I due procedimenti sono alternativi e la loro gestione non può fare a meno della collaborazione istituzionale tra procuratore generale della Cassazione e Comitato di Presidenza del Csm, presieduto dal vicepresidente. Nell’ordine logico più appropriato, pervenute le chat incriminate all’esame prioritario del procuratore generale, egli è tenuto a stabilire se sussistano violazioni disciplinari di sua competenza; soltanto se non sussistono archivia, ma è tenuto a trasmettere gli atti al Csm qualora individui ragioni di oggettiva incompatibilità.

A propria volta, il Comitato di Presidenza è tenuto a deliberare, anche sulla scorta delle informazioni e delle archiviazioni disposte dal procuratore generale (che, va ricordato, fa parte del Comitato insieme al primo presidente della Cassazione), se sussistano ragioni di oggettiva incompatibilità affidandone l’accertamento alla Prima Commissione, ma è tenuto a trasmettere gli atti al procuratore generale se individua la sussistenza di violazioni disciplinari, sempre che (ovviamente) il procuratore generale non abbia agito in modo diverso.

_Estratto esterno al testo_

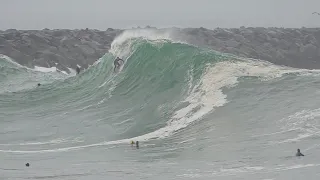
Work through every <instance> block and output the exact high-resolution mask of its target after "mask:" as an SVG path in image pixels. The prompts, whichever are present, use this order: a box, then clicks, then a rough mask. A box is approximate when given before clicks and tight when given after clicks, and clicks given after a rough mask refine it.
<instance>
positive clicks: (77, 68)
mask: <svg viewBox="0 0 320 180" xmlns="http://www.w3.org/2000/svg"><path fill="white" fill-rule="evenodd" d="M76 71H77V74H79V73H80V68H79V66H77V68H76Z"/></svg>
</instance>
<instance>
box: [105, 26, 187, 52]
mask: <svg viewBox="0 0 320 180" xmlns="http://www.w3.org/2000/svg"><path fill="white" fill-rule="evenodd" d="M135 38H142V39H147V40H152V41H155V40H159V41H162V40H171V41H176V42H178V40H175V38H174V36H173V30H172V29H130V30H125V31H123V32H122V33H121V34H120V35H119V36H117V37H116V38H115V39H114V40H113V42H112V43H111V48H110V50H109V52H110V53H112V54H113V55H114V56H118V57H122V58H123V57H127V56H129V55H130V54H131V53H133V50H132V49H131V47H132V43H133V41H132V39H135ZM159 41H158V42H159ZM181 43H182V41H181Z"/></svg>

Quest’ultimo, come si è scoperto, ha promosso l’azione disciplinare soltanto in parte anche con riferimento a “etero-raccomandazioni” e talvolta ha probabilmente archiviato anche “etero-promozioni”. Soltanto sulla base delle sue archiviazioni pre disciplinari (totali o parziali), il Comitato di Presidenza del Csm ha allora potuto “incanalare” sul procedimento per incompatibilità oggettiva condotte di auto o etero – raccomandazioni disciplinarmente rilevanti, oggettivamente sottraendole alla valutazione della Sezione disciplinare del Csm e segnandone il destino.

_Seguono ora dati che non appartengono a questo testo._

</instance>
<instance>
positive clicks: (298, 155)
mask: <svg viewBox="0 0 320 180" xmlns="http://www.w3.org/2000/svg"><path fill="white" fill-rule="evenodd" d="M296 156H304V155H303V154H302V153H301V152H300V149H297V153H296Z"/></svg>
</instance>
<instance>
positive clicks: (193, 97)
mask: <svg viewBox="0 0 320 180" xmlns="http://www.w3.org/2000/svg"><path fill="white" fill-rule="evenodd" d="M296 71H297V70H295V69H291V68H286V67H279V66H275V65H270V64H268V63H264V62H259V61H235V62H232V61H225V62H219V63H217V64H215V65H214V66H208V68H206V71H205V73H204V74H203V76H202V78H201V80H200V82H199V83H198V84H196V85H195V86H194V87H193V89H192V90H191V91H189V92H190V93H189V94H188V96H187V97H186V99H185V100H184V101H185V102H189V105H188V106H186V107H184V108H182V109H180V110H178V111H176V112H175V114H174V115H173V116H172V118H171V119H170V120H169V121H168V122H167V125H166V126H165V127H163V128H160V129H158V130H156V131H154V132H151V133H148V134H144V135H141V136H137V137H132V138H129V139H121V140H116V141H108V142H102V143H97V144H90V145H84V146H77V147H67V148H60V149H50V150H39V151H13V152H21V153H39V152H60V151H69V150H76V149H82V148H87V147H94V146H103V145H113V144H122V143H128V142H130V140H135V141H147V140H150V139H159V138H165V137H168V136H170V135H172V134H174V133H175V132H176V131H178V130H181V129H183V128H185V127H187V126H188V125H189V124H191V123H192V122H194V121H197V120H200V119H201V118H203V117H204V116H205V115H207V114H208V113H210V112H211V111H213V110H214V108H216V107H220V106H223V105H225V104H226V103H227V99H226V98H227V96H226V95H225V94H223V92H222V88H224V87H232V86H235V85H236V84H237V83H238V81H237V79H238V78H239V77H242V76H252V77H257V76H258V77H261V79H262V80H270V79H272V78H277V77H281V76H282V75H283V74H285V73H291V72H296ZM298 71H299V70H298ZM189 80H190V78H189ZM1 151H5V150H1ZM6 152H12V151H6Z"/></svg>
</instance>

Non si ha notizia, dunque, che tranne per Palamara e, come scrive Russo per “i suoi correi nella ‘congiura’ dell’Hotel Champagne, tutte le gravissime e numerose scorrettezze documentate dalle famose chat siano state (trattate e) sanzionate in sede disciplinare o abbiano provocato il trasferimento d’ufficio”. Cosa fare adesso? Assolutamente nulla. Lo ha ricordato l’altro giorno il nuovo Csm a guida Fabio Pinelli. I tempi sono scaduti e tutto è finito a tarallucci e vino. Della serie, mettiamoci una bella pietra sopra.